- Theatrical release poster
- Directed by: Pete Riski
- Written by: Pekka Lehtosaari
- Story by: Mr Lordi; Pete Riski;
- Produced by: Markus Selin
- Starring: Lordi; Skye Bennett; Noah Huntley; Dominique McElligott; Ronald Pickup; William Hope;
- Cinematography: Jean-Noel Mustonen
- Edited by: Antti Kulmala; Joona Louhivuori; Stefan Sundlof;
- Music by: Ville Riippa
- Production companies: The Icelandic FilmCompany; Kisi Production;
- Distributed by: Solar Films; Nordisk Film;
- Release date: 8 February 2008;
- Running time: 85 minutes
- Country: Finland
- Language: English
- Budget: €4.2 million
- Box office: $645,855

= Dark Floors =

Dark Floors – The Lordi Motion Picture is a 2008 English-language Finnish horror film that features members of the rock band Lordi playing the monsters. Band frontman Mr Lordi also designed the film's logo. The film was released in February 2008 and stars William Hope, Leon Herbert, Philip Bretherton, Ronald Pickup, and Skye Bennett. A new Lordi song, Beast Loose in Paradise, is featured in the end credits of the film.

== Plot ==

A young, autistic girl at a hospital holds the key to defeating other-dimensional monsters that seek to kill everyone.

== Production ==

=== Budget ===
The full budget of Dark Floors reached $4.3 million (U.S.), making it one of the most expensive films made in Finland. Most of the budget was spent on special effects design, set construction, and a large marketing campaign, along with the post-production process.

=== Scenery and special effects ===
The sets were the largest constructed in Finland, taking up 1,700 square metres during the basement carpark scene. It was originally planned to shoot the film on location in the Baltics, but Oulu was chosen instead, with special effects used to replicate a city when necessary. The production team visited hospitals to research the workings of an X-ray, thereby adding both credibility and authenticity to the CGI-rendered X-rays shown. When principal photography was completed, the extended post-production phase was launched, including the insertion of Awa's ghostly appearance.

== Release ==

=== Marketing ===
The film was originally intended to premiere in 2007, at the Eurovision song contest in Helsinki, whose opening number, featuring Lordi, with a performance of "Hard Rock Hallelujah". Unfortunately, the team could not finish their tasks in time; moreover, Lordi were already putting final touches on their Bringing Back the Balls to Europe tour. Post-production was therefore expanded into May of the same year, and was eventually rescheduled to December.
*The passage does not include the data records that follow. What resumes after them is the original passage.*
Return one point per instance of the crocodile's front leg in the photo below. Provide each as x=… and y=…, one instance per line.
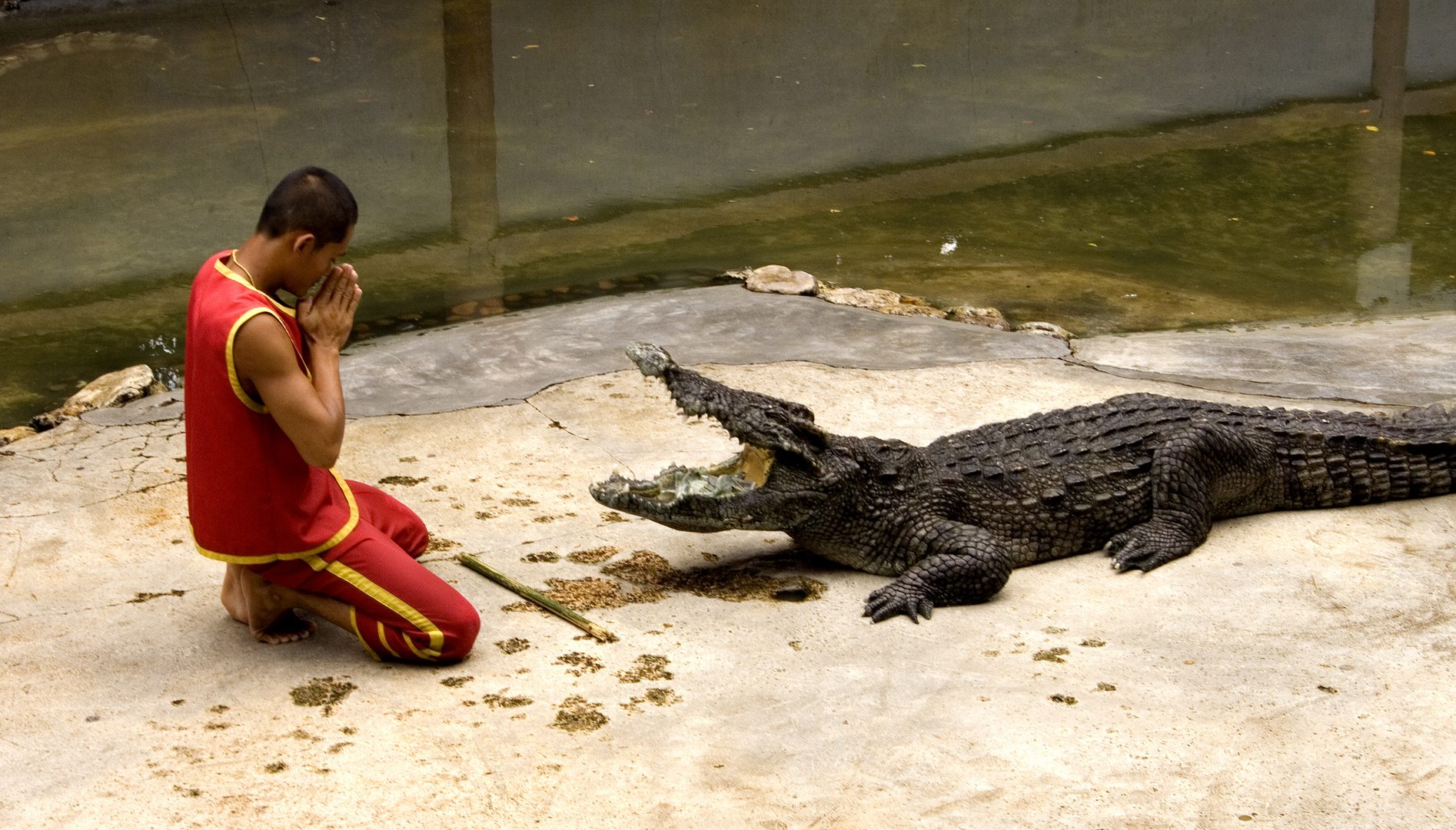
x=961, y=564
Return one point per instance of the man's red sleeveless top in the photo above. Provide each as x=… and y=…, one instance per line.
x=251, y=496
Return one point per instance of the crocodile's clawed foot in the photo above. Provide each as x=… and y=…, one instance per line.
x=1149, y=545
x=899, y=599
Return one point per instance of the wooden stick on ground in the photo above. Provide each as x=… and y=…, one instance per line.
x=537, y=597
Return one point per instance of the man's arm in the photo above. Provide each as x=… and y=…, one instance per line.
x=311, y=414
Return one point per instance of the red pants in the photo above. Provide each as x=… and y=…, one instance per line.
x=399, y=609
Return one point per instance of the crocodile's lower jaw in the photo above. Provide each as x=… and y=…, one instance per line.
x=743, y=472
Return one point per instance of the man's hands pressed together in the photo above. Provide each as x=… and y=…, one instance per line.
x=309, y=413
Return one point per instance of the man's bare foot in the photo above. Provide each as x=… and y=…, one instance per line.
x=267, y=609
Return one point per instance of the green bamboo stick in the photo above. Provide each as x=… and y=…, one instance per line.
x=537, y=597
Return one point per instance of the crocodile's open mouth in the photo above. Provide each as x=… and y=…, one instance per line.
x=743, y=472
x=773, y=483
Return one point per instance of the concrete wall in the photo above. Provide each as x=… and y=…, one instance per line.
x=644, y=101
x=138, y=153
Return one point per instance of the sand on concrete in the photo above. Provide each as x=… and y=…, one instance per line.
x=1295, y=670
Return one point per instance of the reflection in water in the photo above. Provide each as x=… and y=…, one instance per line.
x=1102, y=166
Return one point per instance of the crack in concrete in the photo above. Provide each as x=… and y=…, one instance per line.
x=558, y=426
x=92, y=503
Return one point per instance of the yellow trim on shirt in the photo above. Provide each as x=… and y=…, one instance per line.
x=239, y=278
x=232, y=369
x=265, y=558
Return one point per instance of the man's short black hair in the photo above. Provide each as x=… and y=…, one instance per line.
x=312, y=200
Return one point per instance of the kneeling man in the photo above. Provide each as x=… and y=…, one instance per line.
x=264, y=429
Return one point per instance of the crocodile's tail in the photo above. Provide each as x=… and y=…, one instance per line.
x=1410, y=455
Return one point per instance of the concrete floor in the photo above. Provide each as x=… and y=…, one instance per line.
x=1296, y=670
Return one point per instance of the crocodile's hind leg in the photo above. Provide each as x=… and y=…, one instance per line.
x=1197, y=470
x=961, y=564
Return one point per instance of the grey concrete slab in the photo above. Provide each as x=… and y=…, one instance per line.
x=141, y=411
x=508, y=359
x=1407, y=360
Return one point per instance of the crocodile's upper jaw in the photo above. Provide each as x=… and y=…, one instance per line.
x=769, y=485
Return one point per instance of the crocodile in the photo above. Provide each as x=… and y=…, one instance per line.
x=1140, y=476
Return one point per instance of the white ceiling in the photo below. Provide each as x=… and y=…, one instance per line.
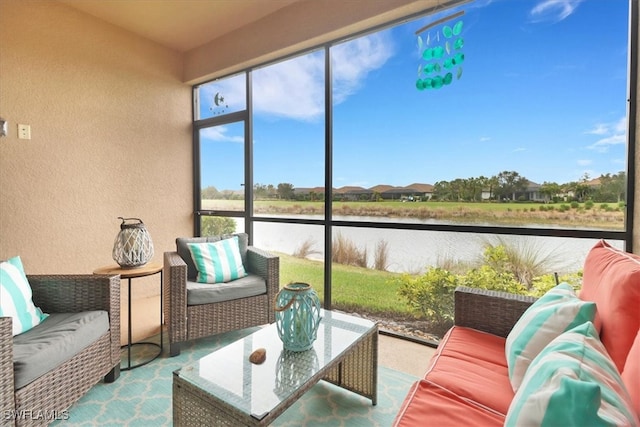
x=180, y=24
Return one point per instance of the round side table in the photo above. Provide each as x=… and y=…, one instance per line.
x=132, y=273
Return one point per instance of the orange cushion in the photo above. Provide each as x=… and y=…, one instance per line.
x=471, y=363
x=631, y=374
x=430, y=404
x=612, y=280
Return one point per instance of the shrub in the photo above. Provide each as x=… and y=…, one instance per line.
x=217, y=225
x=543, y=283
x=381, y=256
x=344, y=251
x=306, y=249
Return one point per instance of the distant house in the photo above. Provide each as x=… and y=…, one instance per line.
x=413, y=192
x=531, y=193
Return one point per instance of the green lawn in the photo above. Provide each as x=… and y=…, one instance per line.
x=518, y=214
x=353, y=288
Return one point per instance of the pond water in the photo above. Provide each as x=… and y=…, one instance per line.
x=413, y=251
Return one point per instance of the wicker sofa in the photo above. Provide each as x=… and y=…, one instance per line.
x=187, y=319
x=50, y=395
x=467, y=380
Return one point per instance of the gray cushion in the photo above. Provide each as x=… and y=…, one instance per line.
x=54, y=341
x=207, y=293
x=185, y=254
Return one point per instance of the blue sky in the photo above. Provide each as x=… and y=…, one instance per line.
x=542, y=92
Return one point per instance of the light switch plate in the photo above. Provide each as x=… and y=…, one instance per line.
x=24, y=131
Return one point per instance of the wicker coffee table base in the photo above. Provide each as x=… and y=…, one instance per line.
x=356, y=370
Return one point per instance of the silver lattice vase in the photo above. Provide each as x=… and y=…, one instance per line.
x=133, y=246
x=297, y=316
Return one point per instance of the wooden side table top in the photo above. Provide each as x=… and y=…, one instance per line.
x=127, y=273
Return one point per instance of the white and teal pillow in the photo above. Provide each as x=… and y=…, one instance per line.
x=15, y=297
x=555, y=312
x=572, y=382
x=217, y=262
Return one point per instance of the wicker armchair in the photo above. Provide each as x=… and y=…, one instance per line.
x=189, y=322
x=54, y=392
x=489, y=311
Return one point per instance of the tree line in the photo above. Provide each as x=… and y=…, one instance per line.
x=506, y=185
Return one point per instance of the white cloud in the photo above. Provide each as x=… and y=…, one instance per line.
x=599, y=129
x=295, y=88
x=612, y=133
x=353, y=60
x=553, y=10
x=219, y=133
x=603, y=144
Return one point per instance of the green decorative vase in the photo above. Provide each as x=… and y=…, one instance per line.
x=297, y=316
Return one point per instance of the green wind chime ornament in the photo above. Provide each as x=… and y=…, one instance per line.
x=441, y=53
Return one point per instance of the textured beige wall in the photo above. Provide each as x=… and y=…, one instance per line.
x=110, y=136
x=636, y=214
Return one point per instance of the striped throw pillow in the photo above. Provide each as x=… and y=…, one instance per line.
x=555, y=312
x=572, y=382
x=15, y=297
x=217, y=262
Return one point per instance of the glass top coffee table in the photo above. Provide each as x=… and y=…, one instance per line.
x=224, y=388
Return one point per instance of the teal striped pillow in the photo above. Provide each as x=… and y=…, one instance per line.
x=555, y=312
x=572, y=382
x=15, y=297
x=217, y=262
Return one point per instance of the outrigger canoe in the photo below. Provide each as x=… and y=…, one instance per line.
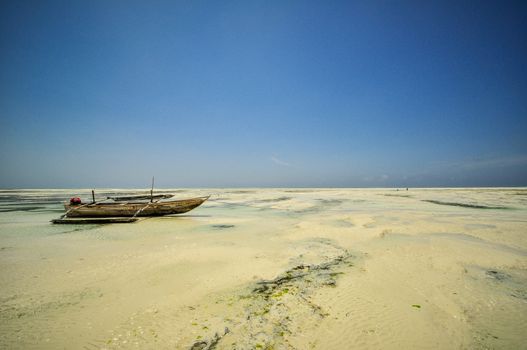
x=120, y=212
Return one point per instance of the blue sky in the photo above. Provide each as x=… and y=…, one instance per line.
x=254, y=93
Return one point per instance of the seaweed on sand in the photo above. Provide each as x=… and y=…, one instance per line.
x=275, y=308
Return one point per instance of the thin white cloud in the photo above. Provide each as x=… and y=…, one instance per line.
x=279, y=161
x=482, y=163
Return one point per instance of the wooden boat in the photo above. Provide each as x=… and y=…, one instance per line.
x=77, y=221
x=132, y=209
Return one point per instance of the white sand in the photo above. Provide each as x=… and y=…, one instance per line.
x=412, y=274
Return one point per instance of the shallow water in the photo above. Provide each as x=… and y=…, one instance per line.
x=344, y=268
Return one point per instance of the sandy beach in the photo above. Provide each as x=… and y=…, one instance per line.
x=270, y=269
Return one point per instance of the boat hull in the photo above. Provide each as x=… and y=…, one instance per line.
x=130, y=209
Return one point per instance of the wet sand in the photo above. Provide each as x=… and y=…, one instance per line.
x=271, y=269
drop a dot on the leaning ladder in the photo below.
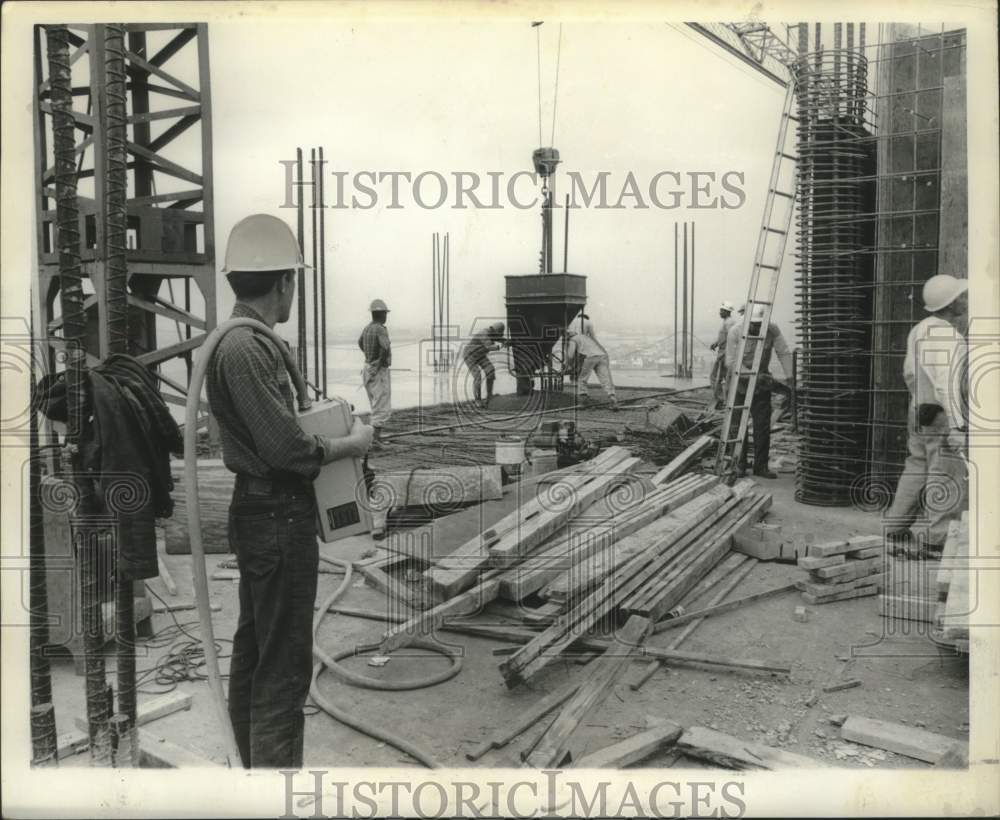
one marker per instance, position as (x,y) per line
(775,226)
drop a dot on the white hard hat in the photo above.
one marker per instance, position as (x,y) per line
(261,243)
(941,290)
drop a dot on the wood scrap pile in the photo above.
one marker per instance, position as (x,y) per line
(840,570)
(613,554)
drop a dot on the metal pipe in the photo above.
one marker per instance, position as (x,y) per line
(300,234)
(322,268)
(74,327)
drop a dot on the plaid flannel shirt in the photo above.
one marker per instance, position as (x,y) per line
(251,397)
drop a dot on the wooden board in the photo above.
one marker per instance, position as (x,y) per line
(812,562)
(445,485)
(632,750)
(552,746)
(735,753)
(844,546)
(894,737)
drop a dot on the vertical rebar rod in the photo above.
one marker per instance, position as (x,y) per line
(116,282)
(315,263)
(566,239)
(74,327)
(676,298)
(322,268)
(303,359)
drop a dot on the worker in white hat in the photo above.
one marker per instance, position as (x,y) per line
(760,404)
(374,343)
(272,517)
(582,341)
(718,376)
(935,474)
(476,355)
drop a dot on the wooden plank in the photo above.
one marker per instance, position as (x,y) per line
(621,583)
(552,747)
(444,485)
(847,571)
(894,737)
(859,592)
(526,721)
(683,460)
(632,750)
(154,709)
(459,570)
(734,753)
(512,546)
(564,557)
(719,609)
(159,753)
(812,562)
(467,603)
(577,581)
(845,546)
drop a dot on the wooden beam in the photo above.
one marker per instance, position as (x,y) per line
(894,737)
(551,748)
(734,753)
(632,750)
(728,606)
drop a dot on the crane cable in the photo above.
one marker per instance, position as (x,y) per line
(555,90)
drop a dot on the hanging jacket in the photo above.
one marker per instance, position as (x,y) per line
(126,440)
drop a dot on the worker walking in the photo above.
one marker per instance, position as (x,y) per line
(374,343)
(583,342)
(475,354)
(718,375)
(272,517)
(760,405)
(935,476)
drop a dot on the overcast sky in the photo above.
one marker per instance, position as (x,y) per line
(447,97)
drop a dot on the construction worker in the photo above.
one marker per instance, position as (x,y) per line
(584,343)
(374,343)
(760,405)
(718,376)
(935,474)
(475,354)
(272,518)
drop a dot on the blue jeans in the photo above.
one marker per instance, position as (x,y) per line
(274,537)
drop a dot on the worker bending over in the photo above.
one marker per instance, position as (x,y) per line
(584,343)
(476,356)
(935,372)
(272,518)
(760,405)
(718,376)
(374,343)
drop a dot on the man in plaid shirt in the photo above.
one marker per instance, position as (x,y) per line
(272,518)
(374,343)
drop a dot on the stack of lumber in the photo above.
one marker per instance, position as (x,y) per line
(951,614)
(215,492)
(840,570)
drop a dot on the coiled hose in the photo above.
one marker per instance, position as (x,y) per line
(200,577)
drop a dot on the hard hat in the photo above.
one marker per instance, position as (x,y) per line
(261,243)
(941,290)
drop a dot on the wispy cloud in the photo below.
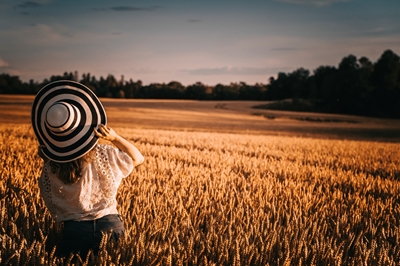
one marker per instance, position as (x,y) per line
(29,4)
(134,8)
(312,2)
(33,4)
(284,49)
(3,63)
(194,20)
(228,70)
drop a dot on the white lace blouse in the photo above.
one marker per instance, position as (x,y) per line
(94,195)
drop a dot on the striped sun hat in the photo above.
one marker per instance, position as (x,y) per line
(64,114)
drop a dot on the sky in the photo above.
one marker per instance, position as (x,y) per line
(189,41)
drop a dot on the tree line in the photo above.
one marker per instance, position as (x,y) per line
(356,86)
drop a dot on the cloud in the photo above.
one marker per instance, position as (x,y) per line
(312,2)
(33,4)
(228,70)
(134,9)
(29,4)
(194,20)
(284,49)
(3,63)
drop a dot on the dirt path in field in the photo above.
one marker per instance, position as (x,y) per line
(222,116)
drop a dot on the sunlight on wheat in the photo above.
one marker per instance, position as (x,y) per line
(222,199)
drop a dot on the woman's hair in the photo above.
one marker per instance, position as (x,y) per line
(71,172)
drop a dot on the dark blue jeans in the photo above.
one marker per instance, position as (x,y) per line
(81,236)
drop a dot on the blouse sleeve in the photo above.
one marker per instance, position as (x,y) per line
(120,162)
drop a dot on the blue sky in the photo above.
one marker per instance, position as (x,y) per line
(206,41)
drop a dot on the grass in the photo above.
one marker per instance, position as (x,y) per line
(222,199)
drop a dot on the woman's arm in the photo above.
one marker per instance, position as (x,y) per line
(109,134)
(41,154)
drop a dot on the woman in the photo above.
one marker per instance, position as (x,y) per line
(80,177)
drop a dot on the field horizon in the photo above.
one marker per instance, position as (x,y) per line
(222,184)
(237,117)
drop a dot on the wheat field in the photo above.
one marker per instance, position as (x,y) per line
(222,199)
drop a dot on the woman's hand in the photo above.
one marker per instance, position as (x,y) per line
(124,145)
(41,154)
(106,133)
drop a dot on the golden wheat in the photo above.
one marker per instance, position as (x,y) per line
(222,199)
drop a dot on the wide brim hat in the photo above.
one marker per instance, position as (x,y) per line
(64,116)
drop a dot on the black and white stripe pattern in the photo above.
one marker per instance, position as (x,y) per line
(64,114)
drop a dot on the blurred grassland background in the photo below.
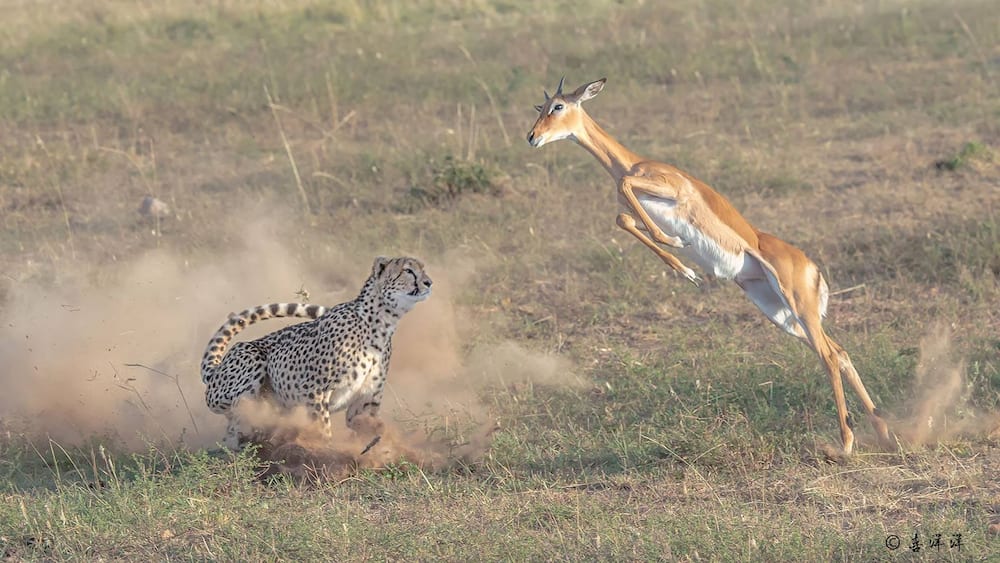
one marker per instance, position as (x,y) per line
(864,132)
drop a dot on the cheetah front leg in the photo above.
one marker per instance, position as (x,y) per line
(362,414)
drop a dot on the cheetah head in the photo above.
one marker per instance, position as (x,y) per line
(401,282)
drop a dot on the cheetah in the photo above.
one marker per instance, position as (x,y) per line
(339,359)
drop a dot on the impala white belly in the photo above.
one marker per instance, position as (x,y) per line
(701,250)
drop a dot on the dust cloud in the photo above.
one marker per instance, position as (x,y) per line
(113,353)
(940,409)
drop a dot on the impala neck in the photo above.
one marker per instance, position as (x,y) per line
(615,158)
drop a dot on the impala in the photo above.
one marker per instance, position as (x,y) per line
(663,206)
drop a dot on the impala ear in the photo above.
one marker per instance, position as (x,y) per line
(587,91)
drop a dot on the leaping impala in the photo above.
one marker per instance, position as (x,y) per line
(662,205)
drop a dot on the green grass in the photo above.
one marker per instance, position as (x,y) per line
(864,133)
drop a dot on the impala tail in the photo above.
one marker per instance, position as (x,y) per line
(219,342)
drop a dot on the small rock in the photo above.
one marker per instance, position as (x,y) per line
(153,207)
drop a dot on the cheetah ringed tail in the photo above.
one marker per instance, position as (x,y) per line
(219,342)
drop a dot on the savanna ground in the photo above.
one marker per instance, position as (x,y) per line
(631,415)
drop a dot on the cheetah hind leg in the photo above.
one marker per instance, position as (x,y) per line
(241,378)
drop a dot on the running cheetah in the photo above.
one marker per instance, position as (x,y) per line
(338,359)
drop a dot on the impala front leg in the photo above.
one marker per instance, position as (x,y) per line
(627,187)
(627,222)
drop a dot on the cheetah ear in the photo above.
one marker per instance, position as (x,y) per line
(379,266)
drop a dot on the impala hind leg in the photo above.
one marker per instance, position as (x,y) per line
(885,438)
(627,222)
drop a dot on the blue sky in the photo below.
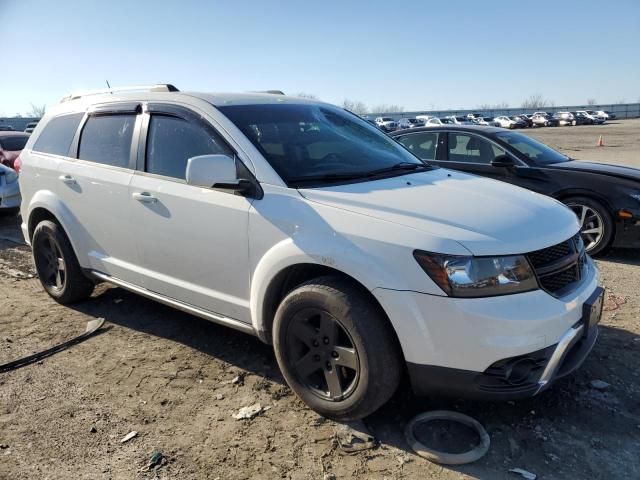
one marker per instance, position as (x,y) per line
(421,55)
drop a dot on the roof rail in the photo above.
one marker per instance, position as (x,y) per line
(272,92)
(159,87)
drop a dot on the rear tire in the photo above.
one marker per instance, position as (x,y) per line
(57,265)
(346,374)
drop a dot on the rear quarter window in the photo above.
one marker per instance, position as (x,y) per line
(106,139)
(13,144)
(57,134)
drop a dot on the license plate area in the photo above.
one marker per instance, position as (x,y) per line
(592,310)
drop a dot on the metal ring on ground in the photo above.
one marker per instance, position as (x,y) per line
(443,457)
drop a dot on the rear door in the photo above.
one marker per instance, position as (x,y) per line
(192,241)
(95,187)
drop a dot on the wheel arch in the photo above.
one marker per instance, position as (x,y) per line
(45,205)
(579,192)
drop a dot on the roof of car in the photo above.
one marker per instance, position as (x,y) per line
(461,128)
(12,133)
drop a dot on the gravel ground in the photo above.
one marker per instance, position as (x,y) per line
(621,141)
(177,380)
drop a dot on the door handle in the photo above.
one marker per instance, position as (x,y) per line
(144,197)
(68,179)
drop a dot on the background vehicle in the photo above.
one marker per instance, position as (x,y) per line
(30,127)
(593,119)
(11,144)
(480,121)
(433,122)
(606,198)
(604,115)
(344,271)
(456,120)
(540,120)
(582,118)
(404,123)
(386,124)
(526,119)
(505,122)
(9,191)
(565,118)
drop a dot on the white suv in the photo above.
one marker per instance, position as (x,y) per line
(301,223)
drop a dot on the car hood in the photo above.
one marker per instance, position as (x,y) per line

The press conference was held at the Cannes Film Festival the weekend of 19 and 20 May 2007. Lordi appeared personally, as did director Pete Riski, producer Markus Selin, and virtually all the leading actors. All involved responded to questions, and shared unusual anecdotes on making the film.

Dark Floors was slowly 'leaked' by way of a marketing campaign, and the press were permitted to witness the production of Kita's lift scene, although everything else was kept under wraps.

=== Home media ===
The film was released in the United Kingdom on DVD (region 2) by Metrodome Distribution on 20 April 2009. The release includes several extra features, listed as "Behind the Scenes of Dark Floors", "Cast & Crew Interviews", and "Dark Floors World Premiere featurette including Q&A with Lordi, the cast and crew and a live Lordi performance". The film is rated 18+ by the BBFC for "strong bloody violence and horror".

== Reception ==
Derek Elley of Variety called it "a cultural oddity with an OK concept" that will perform well on video. Bloody Disgusting rated it 3/5 stars, and wrote, "Even though it's plastered in heavy clichés and predictable plot-twists, has no sense of mood or tempo, and features some of the least scary monsters ever to grace the silver screen, it's still remarkably entertaining." Joshua Siebalt of Dread Central rated it 2.5/5 stars and called it a boring, uninspired film that is "not nearly as fun or cool as it should've been". Todd Brown of Twitch Film called it "a tightly plotted, exceptionally well shot thrill ride". Ian Jane of DVD Talk rated it 1.5/5 stars and wrote that the film does not exploit its visuals or interesting premise. David Johnson of DVD Verdict wrote, "Straight out of Finland—ghosts, demons, autism, and heavy metal combine for one of the more interesting and out-there haunted hospital movies to come around in quite some time."